南方熊楠をよく知れる本・書籍6選【漫画や著書、研究書まで】

「南方熊楠って名前は聞いたことがあるけど、何をした人だろう?」
「ユニークなエピソードがたくさんあるらしいから、もっと知りたいな」

図書館の本棚を前に、またはパソコンやスマホの画面を目にして、このように考えている人も多いのではないでしょうか。南方熊楠は和歌山県生まれの生物学者・民俗学者ですが、名前は聞き覚えがあっても実際何をしたかまで答えられる人は多くありません。

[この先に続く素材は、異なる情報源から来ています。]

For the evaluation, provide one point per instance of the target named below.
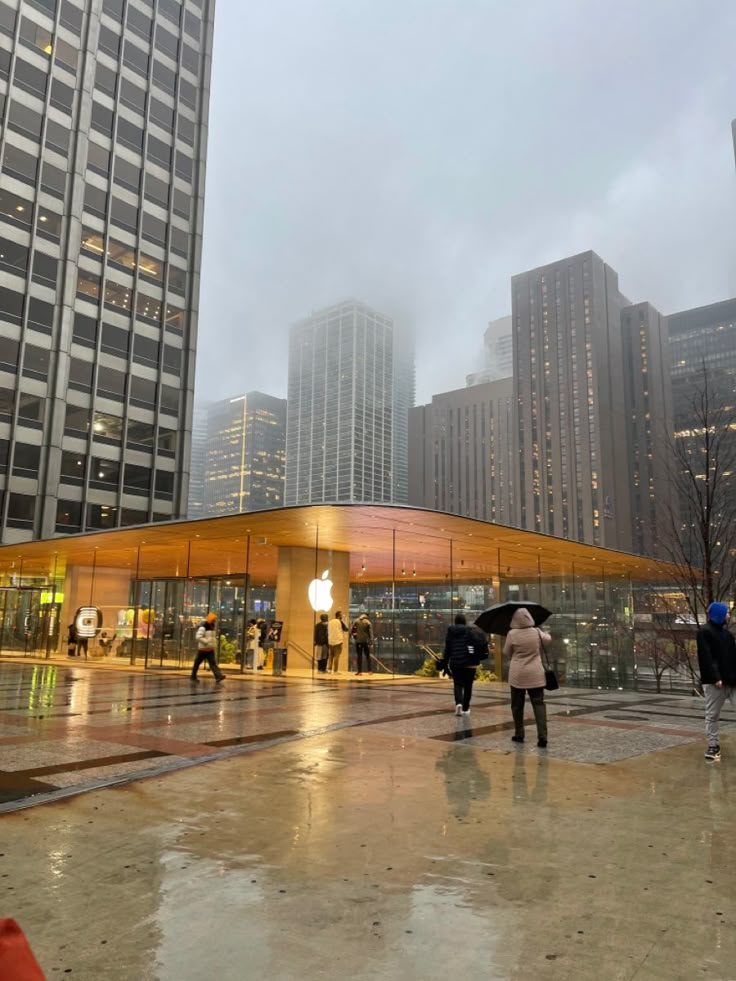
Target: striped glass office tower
(104, 110)
(351, 385)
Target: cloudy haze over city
(417, 155)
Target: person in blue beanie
(717, 661)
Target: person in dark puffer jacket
(717, 662)
(465, 647)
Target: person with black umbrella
(526, 673)
(465, 648)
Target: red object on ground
(17, 962)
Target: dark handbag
(551, 682)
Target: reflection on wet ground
(355, 835)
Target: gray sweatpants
(715, 699)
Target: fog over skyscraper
(351, 384)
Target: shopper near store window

この記事では、民俗学者としての熊楠を好きになって調べつくした結果どんどん惹かれていった筆者が、南方熊楠のことがよく分かる本を6冊ご紹介します。熊楠の生涯がよく分かる漫画や、熊楠自身が書いた著書、さらに熊楠研究の入門書という3つの切り口でご紹介しますので、ぜひ参考にしてみてください。

南方熊楠をよく知れる漫画・マンガ

南方熊楠(小学館版学習まんが人物館)

読んでみて

小学館から発行されている学習漫画・人物編の南方熊楠の巻です。小中学校にはよく配備されているので、見覚えがあるという人も多いのではないでしょうか?幼いころに読んで奇想天外なエピソードの多さに驚いた人もいるはずです。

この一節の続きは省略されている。